Conducted as a joint project by search marketing firms Enquiro and Did-it and eye-tracking firm Eyetools, the study tracked the eye movement of test subjects through five different search scenarios and found what the researchers are now calling a “golden triangle.”
“We see a marked difference in how people say they search and what they actually do,” said Enquiro’s Gord Hotchkiss. “Previous research had indicated that people were considered searchers and spent some time before choosing a link. The past few studies we’ve done, this one included, shows that there’s a huge importance placed on where the eyeballs end up on the page. Clicks happen pretty quickly.”
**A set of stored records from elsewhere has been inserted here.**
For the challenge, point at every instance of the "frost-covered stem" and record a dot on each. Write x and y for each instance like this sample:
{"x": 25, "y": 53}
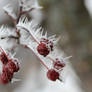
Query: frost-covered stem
{"x": 42, "y": 62}
{"x": 3, "y": 52}
{"x": 14, "y": 20}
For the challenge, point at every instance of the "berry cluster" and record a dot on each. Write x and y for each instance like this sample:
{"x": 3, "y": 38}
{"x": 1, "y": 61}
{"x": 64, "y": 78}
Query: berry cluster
{"x": 10, "y": 66}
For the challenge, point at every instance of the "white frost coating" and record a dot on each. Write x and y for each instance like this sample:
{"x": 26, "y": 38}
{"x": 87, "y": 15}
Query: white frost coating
{"x": 6, "y": 32}
{"x": 29, "y": 4}
{"x": 8, "y": 44}
{"x": 10, "y": 11}
{"x": 1, "y": 67}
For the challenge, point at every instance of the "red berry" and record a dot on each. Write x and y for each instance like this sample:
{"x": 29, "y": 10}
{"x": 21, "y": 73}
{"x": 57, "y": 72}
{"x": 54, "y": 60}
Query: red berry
{"x": 52, "y": 75}
{"x": 13, "y": 66}
{"x": 45, "y": 47}
{"x": 58, "y": 64}
{"x": 6, "y": 76}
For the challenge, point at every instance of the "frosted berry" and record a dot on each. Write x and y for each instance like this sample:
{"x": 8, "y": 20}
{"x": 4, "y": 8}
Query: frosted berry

The research found that, for organic search results, viewers tended to drop off after the third result, falling to only 85 percent, then 60 percent at the fifth result. The sixth and seventh places, which usually require searchers to scroll down the page, had constant readership at 50 percent and ranks eight and nine only drew 30 percent of readers. The 10th result was read by only 20 percent of searchers.
For sponsored results, readership began at 50 percent for the first listing, and then dropped ten percent for each result until the fifth rank, and held constant at 10 percent through eighth.
“On the sponsored search side, data indicates that it is the clear branding and visibility advantage offered by gaining top positions, especially Google’s top sponsored links,” said Kevin Lee of Did-It.